The details of the selection process are described in the PROSPERO register as indicated above. In short, the consistency of applying the selection criteria on study titles and abstracts was first checked by two authors (PO and SK) for every 10th record. The inclusion/exclusion of potential full papers was first conducted by one author (PO) and then confirmed by two others (ST and SK).
The cross-sectional studies were considered to provide only descriptive evidence. They were included only in the general description of the identified evidence. Further analysis of the cross-sectional studies will be done separately and reported elsewhere.

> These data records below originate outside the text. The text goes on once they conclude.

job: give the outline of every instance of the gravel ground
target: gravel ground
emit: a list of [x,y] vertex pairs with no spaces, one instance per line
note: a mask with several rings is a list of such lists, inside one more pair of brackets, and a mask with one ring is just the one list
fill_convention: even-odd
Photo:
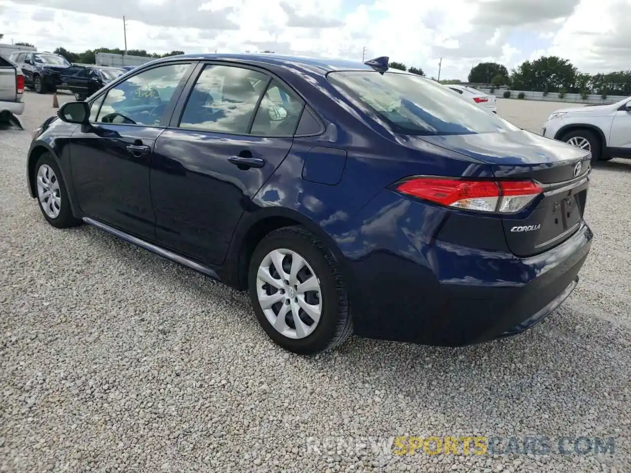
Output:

For prospective cohort studies the extracted data consisted of: the number, gender and age of the participants in the cohort; duration of follow-up; type of sport discipline(s) included in the analyses with definition of the used comparison categories; name and unit of each outcome variable; used statistic and statistical adjustments; and statistical significance(s) of the pre–post comparisons.

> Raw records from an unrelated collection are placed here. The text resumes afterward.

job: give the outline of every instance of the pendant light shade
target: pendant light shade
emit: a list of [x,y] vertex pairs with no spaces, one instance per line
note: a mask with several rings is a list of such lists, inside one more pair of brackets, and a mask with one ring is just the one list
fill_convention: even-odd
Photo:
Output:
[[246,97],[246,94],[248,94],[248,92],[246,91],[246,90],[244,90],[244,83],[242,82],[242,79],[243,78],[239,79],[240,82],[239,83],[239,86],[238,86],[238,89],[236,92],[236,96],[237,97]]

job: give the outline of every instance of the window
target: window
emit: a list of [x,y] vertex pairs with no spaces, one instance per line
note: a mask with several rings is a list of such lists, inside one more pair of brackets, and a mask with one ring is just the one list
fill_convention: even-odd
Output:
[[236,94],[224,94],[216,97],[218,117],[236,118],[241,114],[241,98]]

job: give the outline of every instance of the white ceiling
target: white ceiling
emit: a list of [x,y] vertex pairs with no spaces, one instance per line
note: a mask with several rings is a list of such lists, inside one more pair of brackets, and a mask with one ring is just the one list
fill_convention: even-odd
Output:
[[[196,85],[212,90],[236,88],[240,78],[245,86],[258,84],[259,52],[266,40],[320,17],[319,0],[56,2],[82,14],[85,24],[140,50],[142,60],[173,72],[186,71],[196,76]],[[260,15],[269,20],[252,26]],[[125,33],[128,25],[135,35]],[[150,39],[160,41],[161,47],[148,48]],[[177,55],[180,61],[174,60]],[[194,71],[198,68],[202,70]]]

From the intervention studies the following data were extracted: specific type of study design; number, gender and age of participants in each comparison group; type, length, intensity, frequency and bout duration in each intervention group; name and unit of each outcome variable; within and between group pre–post per cent changes and their statistical significance.
Assessment of the quality of the studies
The risk of bias of the prospective cohort studies was assessed by the Newcastle-Ottawa Quality Assessment Scale (NOS) for cohort studies.9 This scale rates the quality of three domains of a study: (1) selection, (2) comparability and (3) outcome. In the selection domain four characteristics are rated: representativeness of the exposed cohort, selection of the non-exposed cohort, ascertainment of exposure and demonstration that outcome of interest was not present at the start of the study. In the comparability domain, the level of controlling the confounding factors is assessed. The outcome domain is rated for the type of the assessment, the length of the follow-up and adequacy of the follow-up. Each of the selection and outcome characteristic is given one star and the comparability domain two stars for high rating, resulting in a total of zero to nine stars for overall quality.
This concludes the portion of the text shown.